Feito o documento, entregamos uma copia ao encarregado dos assuntos politicos da embaixada americana que nos disse durante o encontro na embaixada que o governo americano se preocuparia de enviar uma copia a Amnestia Internacional em Londres, unica organisaçao que podia ir a Maputo e falar com o regime da Frelimo sobre o assunto dos campos de concentraçao. Um mes depois de ser ralhado pela Amnestia Internacional, Samora Machel viu se forçado a ir ao campo de Ruarua onde mandou prender os chefes do campo, a quem culpou de actos que violavam a legalidade revolucionaria.

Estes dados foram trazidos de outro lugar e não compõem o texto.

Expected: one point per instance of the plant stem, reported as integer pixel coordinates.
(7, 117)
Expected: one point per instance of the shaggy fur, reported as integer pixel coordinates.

Como resultado do nosso trabalho mandou libertar alguns prisioneiros, depois de, todavia, descrever os campos de concentraçao como "o barometro que nos permite medir a pressao da nossa revoluçao."
Quanto a Sithole, nos primeiros dias servi de interprete para ele quando tinha encontros em Nairobi. Mas nao levou muito tempo antes dele aprender e começar a falar ingles. Inteligente, Daniel
Sithole é tambem astuto.
Francisco Nota Moises
P.S.: Concordo que o documento precisa de ser passado a maquina mais uma vez e duma maneira professional. Nunca fui um dactilografo professional. Comecei a bater a maquina na BBC com uma maquina daquelas antigas, mas nunca aprendi a faze-lo professionalmente.